Shein has secured approval from the Financial Conduct Authority (FCA) for its planned London initial public offering (IPO), according to reports.

Reuters reported that the approval marks a "significant step forward" in the China-founded fashion retailer’s pursuit of a listing in London.

After its last fundraising round in 2023, Shein was valued at $66bn.

However, in order to float on London, Reuters reported that it needs to secure approvals from Chinese regulators, including the China Securities Regulatory Commission (CSRC).

Investment director at AJ Bell, Russ Mould said that London has been "crying out for new listing of scale" and that Shein’s potential move "could help raise the profile of the UK market and potentially draw in more big names".

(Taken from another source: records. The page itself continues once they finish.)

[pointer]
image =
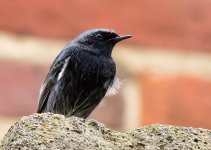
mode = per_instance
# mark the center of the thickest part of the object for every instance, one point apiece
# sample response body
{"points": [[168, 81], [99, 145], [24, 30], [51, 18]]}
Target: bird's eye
{"points": [[99, 36]]}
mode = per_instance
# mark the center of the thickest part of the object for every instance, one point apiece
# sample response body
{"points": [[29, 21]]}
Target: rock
{"points": [[53, 131]]}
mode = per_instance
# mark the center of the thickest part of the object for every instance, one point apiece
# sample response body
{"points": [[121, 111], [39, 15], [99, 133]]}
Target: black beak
{"points": [[120, 38]]}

He added: "However, the current market environment could render it moot and makes the targeted timetable of the first half of this year a big ask.

"Getting its IPO away at all could prove as tricky thanks to the levels of global market volatility unleashed by the US administration’s trade policies. This is only exacerbated by the fact Washington continues to pursue a tit-for-tat trade war with Beijing.

"Not only will this make it more difficult to convince investors to back its listing but Shein does business in the US and could well see a significant impact from tariffs beyond just a hit to sentiment. It suggests Shein will have to stress to prospective investors that its growth is not reliant on the US and that expansion across a wide range of countries is key to its future.

"Notably, Shein’s move still requires sign-off from the relevant Chinese authorities too and this may well be affected by the current turmoil."